クルーク・マッギャバン少尉ってのは余程のお姫様なんだな」
「事実そうだろ。悲劇のお姫様さ。少尉だけじゃない。どいつもこいつも……。
だから俺はこのキャンプが嫌なんだ。皆不幸に酔っぱらってる。自己陶酔の極みだ」
ナタリーはくるりと向き直って記者達に突進した。
カラフではイオの後ろをついて回ったぐらいの肉体派だ。安全な連合軍本拠大陸で小ネタを追いかけ回していたフニャチン共に負けはしない。
一人突き飛ばして転倒させるともう一人を
……どうこうするまでもなく、一人の大柄な兵士がその頭を引っ掴んでいた。
「よう、オイ、どこの局だ?」
「お、あ、は、離せ」
「このエンブレムが見えるか? ん?」
「シンクレア・アサルトチーム……!」
「そうだ。作戦IDブーマー、お前らを俺達の特設スタジオに招待してやる。
連合軍最精鋭の中でもとびきりのタフガイどもに取材させてやる。感謝しろ」
兵士はヘルメットに包まれた頭部をナタリーに向け、肩を竦めて見せると、そのまま記者達を引き摺って行く。

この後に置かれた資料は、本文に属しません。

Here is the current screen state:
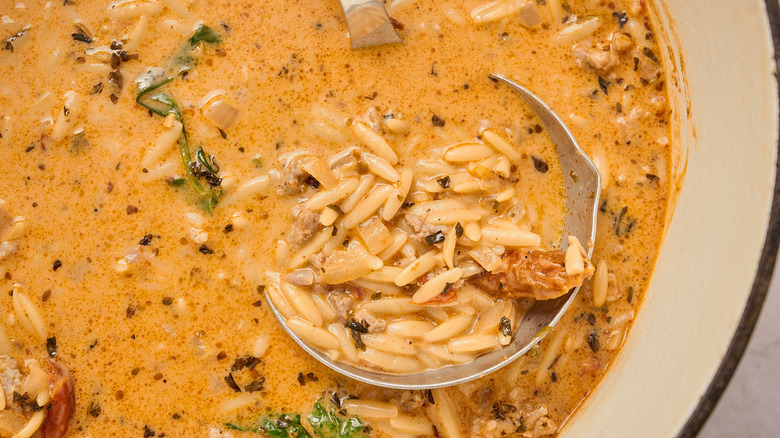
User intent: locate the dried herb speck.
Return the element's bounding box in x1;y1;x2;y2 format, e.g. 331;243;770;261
531;157;550;173
87;400;101;418
498;316;512;336
642;47;658;62
588;330;601;353
425;231;445;246
46;336;57;357
598;76;609;94
225;373;241;392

あわや大騒ぎになり掛けたテント前は静寂を取り戻した。
――彼等に睨まれたい人間は、メディアの中にも居ないわね。
シタルスキアの市民に、今最も支持されているスペシャルフォースが彼等だ。
「……何の騒ぎか」
テントの前垂れを開いて少女が顔を出す。金色の、表情の無い、青褪めたお姫様。
クルーク・マッギャバン。
ナタリーは取り敢えず、微笑んで見せる。